Odd-couple type of comedies like this are made or broken by the central performances and this is most certainly the former. Taking two actors primarily known (certainly at the time) for their dramatic roles and putting them in ridiculous comic situations works a treat. Both play it straight, with Arkin perfectly capturing the highly strung dentist and pulling off the difficult task of making it believable that he’d be drawn into these situations. Falk’s job, which he does with ease, is to be as charismatic as possible, making even his wildest stories seem plausible. It’s a genuine pleasure to see them play off each other and they’re joined by a number of great character actors, such as Ed Begley Jr., James Hong and David Paymer. Best of all though is Richard Libertini as General Garcia. His ‘little friend’ gag could easily have felt like a step too far in the wrong hands, but instead had me in stitches.
The script has also got a lot to do with the film’s success though. The plot is mad as a bag of squirrels and was clearly, as writer Andrew Bergman professes in the features, made up as he went along. However, plot isn’t important, as a screwball comedy like this is all about the dialogue. This is another aspect I didn’t fully appreciate on first viewing. I laughed at the bigger gags (“serpentine, serpentine!” had me laughing out loud despite sitting on my own watching it), but I missed some of the brilliant seemingly throwaway lines that were highlighted in the features. For instance, (after a high speed cab ride) Sheldon: “Did we hit the little boy on Sixth Avenue?” Vince: “No, we missed him by a good foot and a half.”
The character development might be a bit slight (Arkin seems to just turnaround at the end and Falk barely changes at all throughout – although our perception of him does), but this seems irrelevant when the film is so much fun to watch. Aided by a wonderful central pairing and some amusingly irreverent dialogue, it’s an unusual, zany adventure with an enjoyable madcap energy to it. I’d recommend watching it when you’re fully awake though or you might not realise how good it really is.
The In-Laws is released on Blu-Ray on 15th August in the UK by The Criterion Collection.
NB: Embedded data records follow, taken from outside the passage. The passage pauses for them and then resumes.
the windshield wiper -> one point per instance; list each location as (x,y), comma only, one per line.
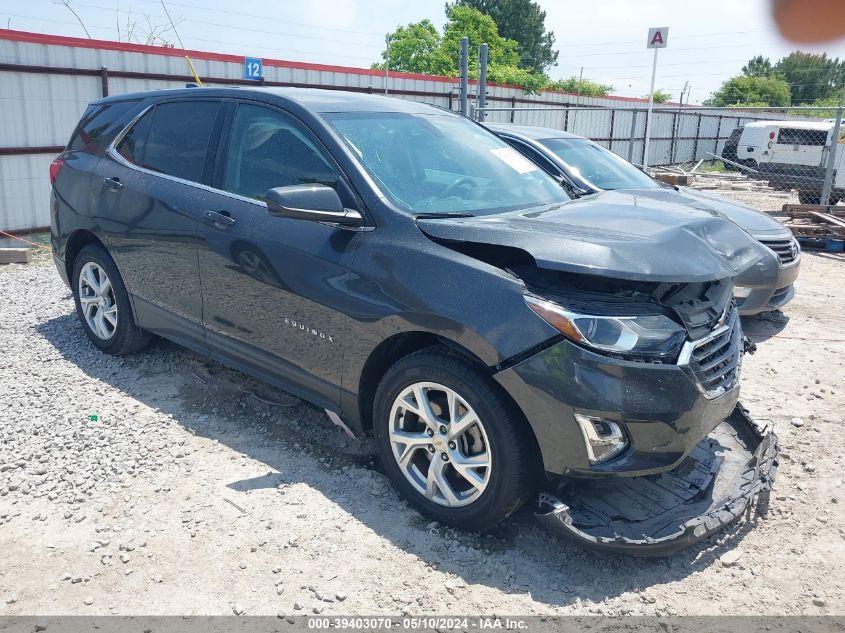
(444,214)
(571,188)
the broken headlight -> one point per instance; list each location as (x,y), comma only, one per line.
(648,336)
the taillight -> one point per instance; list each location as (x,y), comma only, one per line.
(55,168)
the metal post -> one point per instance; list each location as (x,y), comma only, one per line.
(831,156)
(675,124)
(104,81)
(718,137)
(387,60)
(674,138)
(464,75)
(633,133)
(482,83)
(650,105)
(612,124)
(697,134)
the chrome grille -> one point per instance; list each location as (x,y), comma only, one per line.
(787,250)
(715,359)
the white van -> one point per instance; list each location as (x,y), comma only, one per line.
(753,145)
(792,155)
(783,142)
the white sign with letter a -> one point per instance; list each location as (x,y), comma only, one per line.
(658,37)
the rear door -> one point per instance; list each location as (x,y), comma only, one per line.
(274,289)
(153,185)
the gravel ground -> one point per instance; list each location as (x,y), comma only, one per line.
(165,483)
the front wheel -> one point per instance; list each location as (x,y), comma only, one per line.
(451,442)
(102,303)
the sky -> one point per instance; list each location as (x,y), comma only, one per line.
(709,41)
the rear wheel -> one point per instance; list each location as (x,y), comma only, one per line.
(451,442)
(102,304)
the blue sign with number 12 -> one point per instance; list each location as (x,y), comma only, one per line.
(253,68)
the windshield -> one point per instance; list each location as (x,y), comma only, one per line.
(596,166)
(437,163)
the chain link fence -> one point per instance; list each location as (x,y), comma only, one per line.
(798,150)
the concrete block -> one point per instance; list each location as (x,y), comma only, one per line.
(15,255)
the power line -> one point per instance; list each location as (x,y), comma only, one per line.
(284,51)
(244,28)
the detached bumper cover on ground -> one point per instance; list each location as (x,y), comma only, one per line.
(721,478)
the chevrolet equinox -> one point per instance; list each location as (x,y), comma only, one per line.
(403,267)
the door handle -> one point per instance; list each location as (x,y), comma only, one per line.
(220,219)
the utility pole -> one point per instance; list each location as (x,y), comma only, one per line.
(482,82)
(387,60)
(831,154)
(577,96)
(677,126)
(464,76)
(657,39)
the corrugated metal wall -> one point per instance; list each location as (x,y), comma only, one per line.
(42,96)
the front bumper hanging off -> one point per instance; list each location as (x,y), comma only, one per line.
(659,515)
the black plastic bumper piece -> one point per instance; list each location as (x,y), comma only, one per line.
(722,477)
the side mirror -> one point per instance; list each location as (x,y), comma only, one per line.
(317,203)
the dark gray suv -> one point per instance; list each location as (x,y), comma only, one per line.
(402,266)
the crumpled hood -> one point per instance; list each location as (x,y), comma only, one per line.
(750,219)
(614,234)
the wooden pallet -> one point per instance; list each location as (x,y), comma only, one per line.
(816,226)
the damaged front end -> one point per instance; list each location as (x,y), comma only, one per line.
(727,474)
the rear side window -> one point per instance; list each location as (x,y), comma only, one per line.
(172,138)
(793,136)
(99,123)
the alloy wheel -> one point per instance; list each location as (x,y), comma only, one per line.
(97,299)
(440,444)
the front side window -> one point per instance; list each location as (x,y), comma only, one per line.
(99,123)
(440,163)
(269,149)
(172,138)
(596,166)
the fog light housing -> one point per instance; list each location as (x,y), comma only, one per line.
(604,439)
(742,292)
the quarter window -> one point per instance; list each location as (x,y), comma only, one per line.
(269,149)
(99,123)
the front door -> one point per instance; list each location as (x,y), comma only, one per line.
(274,288)
(150,200)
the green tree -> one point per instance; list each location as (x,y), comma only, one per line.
(479,28)
(583,87)
(758,66)
(524,22)
(418,48)
(810,76)
(660,96)
(740,90)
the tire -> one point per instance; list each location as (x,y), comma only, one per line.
(120,335)
(502,433)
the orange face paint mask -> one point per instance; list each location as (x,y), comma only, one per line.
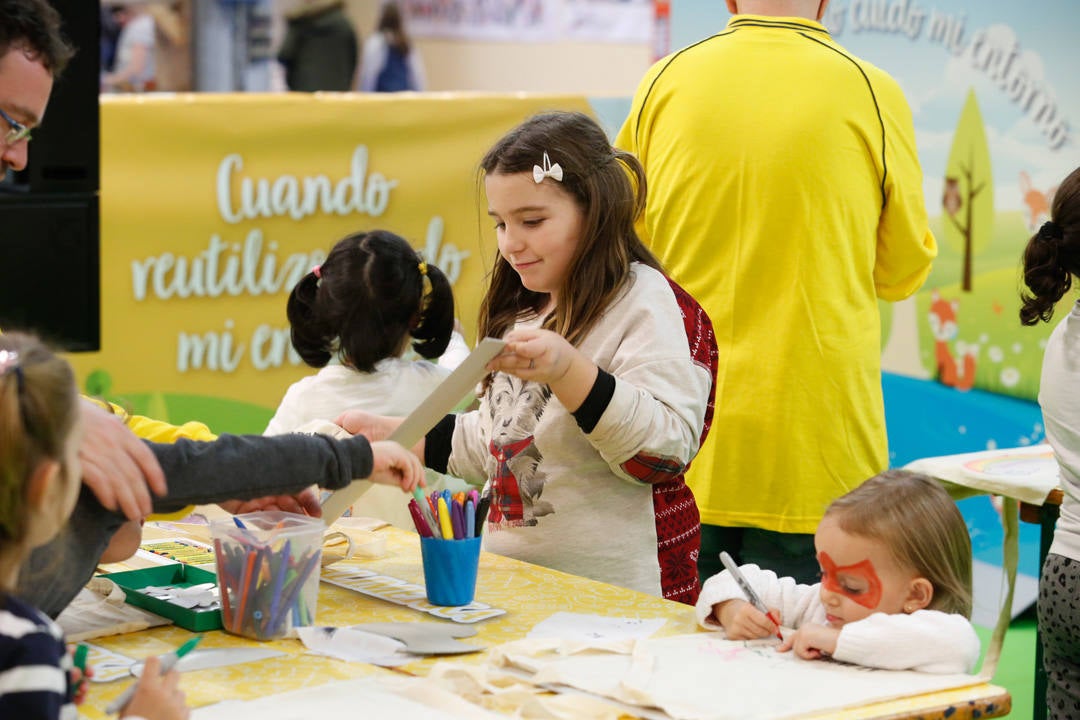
(864,570)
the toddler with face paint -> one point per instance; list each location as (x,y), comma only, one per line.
(894,591)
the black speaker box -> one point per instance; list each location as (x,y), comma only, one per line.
(49,269)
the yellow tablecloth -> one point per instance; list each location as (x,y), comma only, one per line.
(528,594)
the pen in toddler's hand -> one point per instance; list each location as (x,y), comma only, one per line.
(167,662)
(747,591)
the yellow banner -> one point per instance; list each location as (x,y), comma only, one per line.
(213,206)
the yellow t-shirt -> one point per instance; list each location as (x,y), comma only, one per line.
(784,193)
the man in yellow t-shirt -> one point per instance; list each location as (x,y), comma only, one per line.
(784,193)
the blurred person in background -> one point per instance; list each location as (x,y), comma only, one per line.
(134,68)
(321,49)
(391,63)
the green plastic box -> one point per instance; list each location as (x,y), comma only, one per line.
(178,573)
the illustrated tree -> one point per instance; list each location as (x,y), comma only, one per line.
(968,197)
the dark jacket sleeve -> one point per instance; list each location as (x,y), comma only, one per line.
(230,467)
(245,466)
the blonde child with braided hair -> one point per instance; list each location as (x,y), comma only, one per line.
(40,430)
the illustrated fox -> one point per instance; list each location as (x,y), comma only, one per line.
(944,327)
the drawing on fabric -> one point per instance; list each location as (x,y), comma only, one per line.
(515,463)
(653,675)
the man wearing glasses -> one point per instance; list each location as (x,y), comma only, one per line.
(31,53)
(119,467)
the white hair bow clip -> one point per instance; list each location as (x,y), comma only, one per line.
(554,172)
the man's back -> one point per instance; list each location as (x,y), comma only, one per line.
(784,194)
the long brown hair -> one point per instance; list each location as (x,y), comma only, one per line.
(608,185)
(1052,255)
(38,411)
(914,517)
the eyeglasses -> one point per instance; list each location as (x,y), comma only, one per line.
(17,131)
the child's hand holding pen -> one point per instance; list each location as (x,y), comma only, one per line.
(811,641)
(742,621)
(157,696)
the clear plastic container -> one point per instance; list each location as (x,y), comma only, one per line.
(268,571)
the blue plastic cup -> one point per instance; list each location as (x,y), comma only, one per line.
(449,570)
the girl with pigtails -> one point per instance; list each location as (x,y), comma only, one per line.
(358,317)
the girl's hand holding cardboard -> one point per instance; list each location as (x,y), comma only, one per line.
(811,641)
(392,464)
(548,357)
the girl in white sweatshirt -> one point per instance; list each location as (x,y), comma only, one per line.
(894,591)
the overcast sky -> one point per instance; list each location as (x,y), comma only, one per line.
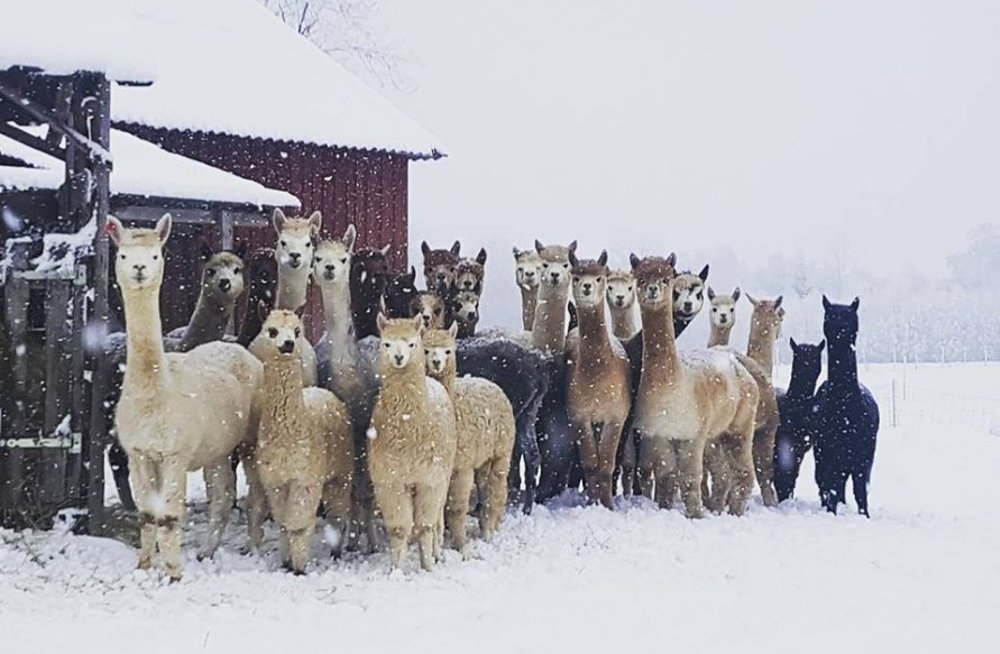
(684,125)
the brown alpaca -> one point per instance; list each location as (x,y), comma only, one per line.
(598,393)
(411,453)
(529,267)
(304,450)
(722,316)
(685,403)
(621,303)
(485,434)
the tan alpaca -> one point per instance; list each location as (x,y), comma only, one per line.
(722,316)
(178,412)
(411,453)
(305,450)
(621,303)
(294,253)
(598,393)
(484,422)
(528,269)
(686,402)
(548,332)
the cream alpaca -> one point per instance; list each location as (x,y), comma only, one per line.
(412,451)
(484,422)
(304,450)
(178,412)
(621,303)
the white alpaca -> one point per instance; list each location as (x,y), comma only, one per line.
(178,412)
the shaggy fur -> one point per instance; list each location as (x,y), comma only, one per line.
(485,433)
(411,454)
(797,405)
(848,416)
(304,450)
(178,412)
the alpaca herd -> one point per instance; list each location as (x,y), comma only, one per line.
(403,418)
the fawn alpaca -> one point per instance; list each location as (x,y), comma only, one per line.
(598,393)
(686,402)
(484,422)
(304,450)
(847,416)
(411,453)
(528,270)
(178,412)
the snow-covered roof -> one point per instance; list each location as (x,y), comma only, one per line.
(61,37)
(230,66)
(141,169)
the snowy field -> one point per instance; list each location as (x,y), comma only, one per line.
(920,576)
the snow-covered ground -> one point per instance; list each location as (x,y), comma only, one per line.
(920,576)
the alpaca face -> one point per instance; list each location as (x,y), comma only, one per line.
(139,261)
(430,308)
(400,343)
(223,277)
(529,266)
(281,331)
(555,264)
(621,290)
(296,238)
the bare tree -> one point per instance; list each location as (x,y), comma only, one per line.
(347,31)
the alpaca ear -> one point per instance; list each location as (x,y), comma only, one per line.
(278,218)
(114,228)
(350,237)
(163,227)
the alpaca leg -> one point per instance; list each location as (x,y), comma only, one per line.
(220,485)
(690,467)
(457,509)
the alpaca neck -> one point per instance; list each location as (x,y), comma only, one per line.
(659,343)
(623,322)
(529,298)
(548,333)
(293,284)
(208,322)
(843,365)
(719,335)
(145,361)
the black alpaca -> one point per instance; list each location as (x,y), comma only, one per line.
(847,416)
(797,406)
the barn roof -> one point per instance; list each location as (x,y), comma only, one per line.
(140,169)
(230,66)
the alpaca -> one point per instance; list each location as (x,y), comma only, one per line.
(686,402)
(439,268)
(411,453)
(464,312)
(399,292)
(797,429)
(430,307)
(847,416)
(304,450)
(598,392)
(345,369)
(369,276)
(723,316)
(621,303)
(528,271)
(548,333)
(469,273)
(178,412)
(485,432)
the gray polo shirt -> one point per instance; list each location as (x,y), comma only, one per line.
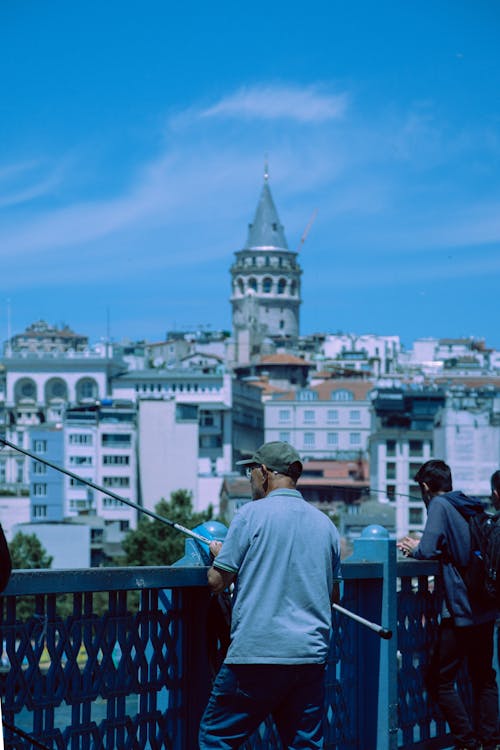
(286,554)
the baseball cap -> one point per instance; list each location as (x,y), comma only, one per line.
(276,455)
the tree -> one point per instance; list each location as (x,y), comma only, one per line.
(27,552)
(156,543)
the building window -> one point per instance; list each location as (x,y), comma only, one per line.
(416,448)
(86,389)
(80,438)
(80,460)
(309,439)
(116,460)
(306,394)
(284,415)
(342,395)
(110,502)
(412,470)
(116,481)
(390,448)
(416,516)
(76,483)
(118,440)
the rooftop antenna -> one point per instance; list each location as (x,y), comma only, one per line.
(307,229)
(8,350)
(108,330)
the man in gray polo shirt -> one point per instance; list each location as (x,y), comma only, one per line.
(284,556)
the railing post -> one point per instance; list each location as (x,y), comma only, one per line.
(374,545)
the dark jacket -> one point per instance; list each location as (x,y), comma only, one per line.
(446,538)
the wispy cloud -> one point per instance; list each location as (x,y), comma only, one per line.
(23,182)
(302,104)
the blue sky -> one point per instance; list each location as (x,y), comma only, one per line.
(133,138)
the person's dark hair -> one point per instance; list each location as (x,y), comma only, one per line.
(295,470)
(436,475)
(495,481)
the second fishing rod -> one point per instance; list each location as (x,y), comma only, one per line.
(382,632)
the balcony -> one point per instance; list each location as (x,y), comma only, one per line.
(116,658)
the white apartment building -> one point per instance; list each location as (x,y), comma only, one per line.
(467,437)
(208,391)
(378,354)
(330,420)
(100,445)
(401,441)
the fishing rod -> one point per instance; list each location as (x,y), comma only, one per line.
(382,632)
(107,492)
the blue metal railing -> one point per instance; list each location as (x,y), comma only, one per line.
(122,662)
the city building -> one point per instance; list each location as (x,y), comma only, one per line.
(376,355)
(467,436)
(401,440)
(206,394)
(330,420)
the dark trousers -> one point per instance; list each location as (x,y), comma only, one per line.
(244,695)
(473,645)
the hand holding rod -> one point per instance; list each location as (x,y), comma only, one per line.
(107,492)
(382,632)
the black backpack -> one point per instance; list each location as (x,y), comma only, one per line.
(482,574)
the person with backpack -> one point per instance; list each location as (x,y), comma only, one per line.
(467,622)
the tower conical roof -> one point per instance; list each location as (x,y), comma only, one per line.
(266,229)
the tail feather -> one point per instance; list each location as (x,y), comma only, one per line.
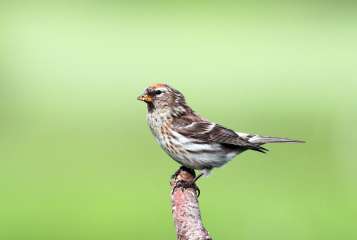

The picture and sound quality is fantastic, as is to be expected from Criterion, presenting the film in its original aspect ratio and providing a print which is clean but natural-looking.
You get a handful of great special features too. Here’s the list:
– Audio commentary from 2003 featuring director Arthur Hiller, actors Alan Arkin and Peter Falk, and writer Andrew Bergman
– New interview with Arkin
– In Support of “The In-Laws,” a new interview program featuring actors Ed Begley Jr., Nancy Dussault, James Hong, and David Paymer
– A booklet featuring an essay on the film
The interviews are a bit self-congratulatory, but the fondness for the project of those involved seems genuine and they’re full of fun anecdotes. Also loaded with similar stories, the commentary is fantastic. The group play well off each other and, again, their love of and enjoyment in making the film is apparent and infectious.